# rhom owners



## rosecityrhom (Feb 3, 2003)

I was curious what you all have been feeding your rhoms. I want to feed mine beefheart and heard you have to starve them a little while to get them to eat it, but I wanna know if you have to do this each time just to get them to eat beefheart or do they start taking to it eventually where you don't have to starve them everytime. I don't want to resort to just feeding my guy live feeders cause thats all he seems to have interest in so far...won't have anything to do with beefheart. :veryangry:


----------



## MPower (Jan 29, 2003)

My rhom is picky and won't eat beefheart. He will only eat chicken heart and feeders. It might work by waiting a day or so but not for me.


----------



## Xenon (Nov 15, 2002)

moved to feeding.


----------



## hydroshutter (Jan 12, 2003)

My rhom is picky and will only eat feeders.. So thats all i've fed him. I don't bother starving him because it's not too cost effective if he only eats feeders.


----------



## rosecityrhom (Feb 3, 2003)

I guess I'll stick with feeders then, I'd rather have him happy. I was just wanted to give him something different. I'll try some chicken heart and see if that works. If not then I'll stick with feeders. My guys a juvenile for now. I'm only 21 so I'll get to watch him grow up over the years...and years...and years.


----------



## SERRAPYGO (Feb 4, 2003)

uuuhg! Scrap the feeders all together unless your willing to risk the possibility of parasites. Your rhom WILL take non-live foods eventually, the key is the offering.

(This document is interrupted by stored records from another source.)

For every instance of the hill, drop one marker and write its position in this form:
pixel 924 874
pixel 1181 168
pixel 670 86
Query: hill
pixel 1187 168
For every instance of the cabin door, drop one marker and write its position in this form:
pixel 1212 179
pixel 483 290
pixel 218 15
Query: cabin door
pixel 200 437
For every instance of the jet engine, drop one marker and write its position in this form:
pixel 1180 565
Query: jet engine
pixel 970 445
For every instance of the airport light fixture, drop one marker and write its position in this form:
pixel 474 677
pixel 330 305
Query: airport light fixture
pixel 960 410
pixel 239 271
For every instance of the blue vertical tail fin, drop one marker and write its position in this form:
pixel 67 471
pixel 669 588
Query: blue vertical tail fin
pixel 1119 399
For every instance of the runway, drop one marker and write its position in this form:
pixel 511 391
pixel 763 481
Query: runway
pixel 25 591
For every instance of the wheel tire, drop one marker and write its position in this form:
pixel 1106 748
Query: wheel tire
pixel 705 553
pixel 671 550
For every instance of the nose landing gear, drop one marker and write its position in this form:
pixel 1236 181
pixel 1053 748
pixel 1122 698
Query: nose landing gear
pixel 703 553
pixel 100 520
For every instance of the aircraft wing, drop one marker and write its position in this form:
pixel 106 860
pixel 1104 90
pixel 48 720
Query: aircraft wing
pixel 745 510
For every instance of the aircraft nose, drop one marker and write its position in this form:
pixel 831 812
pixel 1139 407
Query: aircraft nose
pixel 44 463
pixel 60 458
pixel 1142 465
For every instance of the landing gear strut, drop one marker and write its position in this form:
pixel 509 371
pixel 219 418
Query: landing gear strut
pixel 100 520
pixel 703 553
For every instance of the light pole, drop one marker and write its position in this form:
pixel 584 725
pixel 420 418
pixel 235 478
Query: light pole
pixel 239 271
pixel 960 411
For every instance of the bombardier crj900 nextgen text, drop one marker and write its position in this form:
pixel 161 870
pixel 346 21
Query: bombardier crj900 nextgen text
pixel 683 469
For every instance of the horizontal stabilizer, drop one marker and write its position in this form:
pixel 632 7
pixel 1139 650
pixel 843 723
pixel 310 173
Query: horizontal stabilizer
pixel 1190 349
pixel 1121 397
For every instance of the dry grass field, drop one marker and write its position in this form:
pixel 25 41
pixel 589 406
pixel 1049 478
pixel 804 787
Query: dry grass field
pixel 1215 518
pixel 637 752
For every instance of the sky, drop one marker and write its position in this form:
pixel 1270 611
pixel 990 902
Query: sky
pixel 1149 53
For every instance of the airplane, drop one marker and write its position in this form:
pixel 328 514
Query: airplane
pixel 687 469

They prefer to feed in low light conditions with no outside disturbances so, drop food in after the lights go out and your in bed. This may take a few times and you may be netting out uneaten food for awhile but he WILL eventually take to it. Trust me.


----------



## Black Piranha (Feb 1, 2003)

well personally id rather go with beefheart and stuff, i bought mine from the fish store which only fed him feeders. he wouldnt eat anything else, but if u can dont raise him on feeders.


----------



## hydroshutter (Jan 12, 2003)

I'm 17 and my rhom is 10".. I have years and years and years for him to grow also :rockin:


----------



## piranha13 (Jan 24, 2003)

Try feeding the feeders flakes then feed them to th Rhom.


----------



## rosecityrhom (Feb 3, 2003)

I guess I'll finish with this batch of live feeders, although at my lfs Cayes I'm very confident in their batches of feeder I'd rather save some cash and give him a more filling diet of beefheart mixed with feeders every now and then. I'll let him finish the rest of his feeders and keep trying introducing beefheart into his diet.


----------



## rosecityrhom (Feb 3, 2003)

Hydro, you at least don't have to wait at least another 6 years for yours to reach 10". Just thinking about it, I have to wait 6 years at least for Mickey to be a whopping 10" baby.







Oh well, At least I can say...I've had him since he was yay big.


----------



## SERRAPYGO (Feb 4, 2003)

piranha13 said:


> Try feeding the feeders flakes then feed them to th Rhom.


And what will this do? ???


----------



## rosecityrhom (Feb 3, 2003)

Yeah, I was curious about that too...the only thing I could think of is keeping the feeder till it gets big.


----------



## Innes (Jan 13, 2003)

By feeding feeders with good food, it makes them better food for the piranhas - you are what you eat!
That is why people give their crickets extra vitemins before feeding to lizards.


----------